Advanced model building configurations - Amazon SageMaker

Advanced model building configurations

Amazon SageMaker Canvas supports various advanced settings that you can configure when building a model. The following page lists all of the advanced settings along with additional information about their options and configurations.

Note

The following advanced settings are currently only supported for numeric, categorical, and time series forecasting model types.

Advanced numeric and categorical prediction model settings

Canvas supports the following advanced settings for numeric and categorical prediction model types.

Objective metric

The objective metric is the metric that you want Canvas to optimize while building your model. If you don’t select a metric, Canvas chooses one for you by default. For descriptions of the available metrics, see the Metrics reference.

Training method

Canvas can automatically select the training method based on the dataset size, or you can select it manually. The following training methods are available for you to choose from:

  • Ensembling – SageMaker leverages the AutoGluon library to train several base models. To find the best combination for your dataset, ensemble mode runs 5–10 trials with different model and meta parameter settings. Then, these models are combined using a stacking ensemble method to create an optimal predictive model. For a list of algorithms supported by ensemble mode for tabular data, see the following Algorithms section.

  • Hyperparameter optimization (HPO) – SageMaker finds the best version of a model by tuning hyperparameters using Bayesian optimization or multi-fidelity optimization while running training jobs on your dataset. HPO mode selects the algorithms that are most relevant to your dataset and selects the best range of hyperparameters to tune your models. To tune your models, HPO mode runs up to 100 trials (default) to find the optimal hyperparameters settings within the selected range. If your dataset size is less than 100 MB, SageMaker uses Bayesian optimization. SageMaker chooses multi-fidelity optimization if your dataset is larger than 100 MB.

    For a list of algorithms supported by HPO mode for tabular data, see the following Algorithms section.

  • Auto – SageMaker automatically chooses either ensembling mode or HPO mode based on your dataset size. If your dataset is larger than 100 MB, SageMaker chooses HPO mode. Otherwise, it chooses ensembling mode.

Algorithms

In Ensembling mode, Canvas supports the following machine learning algorithms:

  • LightGBM – An optimized framework that uses tree-based algorithms with gradient boosting. This algorithm uses trees that grow in breadth, rather than depth, and is highly optimized for speed.

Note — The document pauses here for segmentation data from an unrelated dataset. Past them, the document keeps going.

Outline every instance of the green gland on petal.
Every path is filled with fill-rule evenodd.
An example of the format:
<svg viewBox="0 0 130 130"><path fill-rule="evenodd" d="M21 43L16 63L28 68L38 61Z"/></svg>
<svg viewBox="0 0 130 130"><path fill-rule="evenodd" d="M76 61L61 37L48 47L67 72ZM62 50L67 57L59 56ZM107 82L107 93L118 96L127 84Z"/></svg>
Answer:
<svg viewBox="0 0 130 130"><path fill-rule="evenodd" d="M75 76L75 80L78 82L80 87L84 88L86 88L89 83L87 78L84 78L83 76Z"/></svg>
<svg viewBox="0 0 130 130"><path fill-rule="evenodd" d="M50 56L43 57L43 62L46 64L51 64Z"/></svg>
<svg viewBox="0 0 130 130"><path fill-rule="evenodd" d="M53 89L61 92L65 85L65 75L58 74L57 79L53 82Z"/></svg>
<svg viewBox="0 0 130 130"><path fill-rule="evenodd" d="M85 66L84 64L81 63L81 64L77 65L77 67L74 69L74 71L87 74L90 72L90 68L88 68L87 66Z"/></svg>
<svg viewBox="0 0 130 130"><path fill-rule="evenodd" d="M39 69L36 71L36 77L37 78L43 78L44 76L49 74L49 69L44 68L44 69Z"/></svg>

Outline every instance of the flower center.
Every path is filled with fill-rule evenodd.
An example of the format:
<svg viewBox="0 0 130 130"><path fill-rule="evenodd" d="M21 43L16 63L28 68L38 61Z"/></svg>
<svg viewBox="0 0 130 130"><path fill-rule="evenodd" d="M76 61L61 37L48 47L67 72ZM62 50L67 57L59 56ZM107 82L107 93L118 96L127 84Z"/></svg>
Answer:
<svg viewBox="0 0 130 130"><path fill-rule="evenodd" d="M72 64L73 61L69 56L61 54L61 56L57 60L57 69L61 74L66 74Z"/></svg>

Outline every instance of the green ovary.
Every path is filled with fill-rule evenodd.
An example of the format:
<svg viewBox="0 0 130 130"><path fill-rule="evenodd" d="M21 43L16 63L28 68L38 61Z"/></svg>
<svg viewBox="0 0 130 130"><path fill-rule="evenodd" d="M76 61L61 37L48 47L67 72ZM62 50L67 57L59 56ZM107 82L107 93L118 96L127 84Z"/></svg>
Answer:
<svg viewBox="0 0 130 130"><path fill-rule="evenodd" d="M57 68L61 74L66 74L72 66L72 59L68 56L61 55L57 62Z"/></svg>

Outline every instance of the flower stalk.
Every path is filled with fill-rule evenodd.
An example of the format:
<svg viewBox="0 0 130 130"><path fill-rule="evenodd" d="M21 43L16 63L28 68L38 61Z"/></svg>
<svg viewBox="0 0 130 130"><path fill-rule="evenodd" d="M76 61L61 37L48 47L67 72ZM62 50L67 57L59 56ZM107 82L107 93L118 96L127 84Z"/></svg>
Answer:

  • CatBoost – A framework that uses tree-based algorithms with gradient boosting. Optimized for handling categorical variables.

  • XGBoost – A framework that uses tree-based algorithms with gradient boosting that grows in depth, rather than breadth.

  • Random Forest – A tree-based algorithm that uses several decision trees on random sub-samples of the data with replacement. The trees are split into optimal nodes at each level. The decisions of each tree are averaged together to prevent overfitting and improve predictions.

  • Extra Trees – A tree-based algorithm that uses several decision trees on the entire dataset. The trees are split randomly at each level. The decisions of each tree are averaged to prevent overfitting and to improve predictions. Extra trees add a degree of randomization in comparison to the random forest algorithm.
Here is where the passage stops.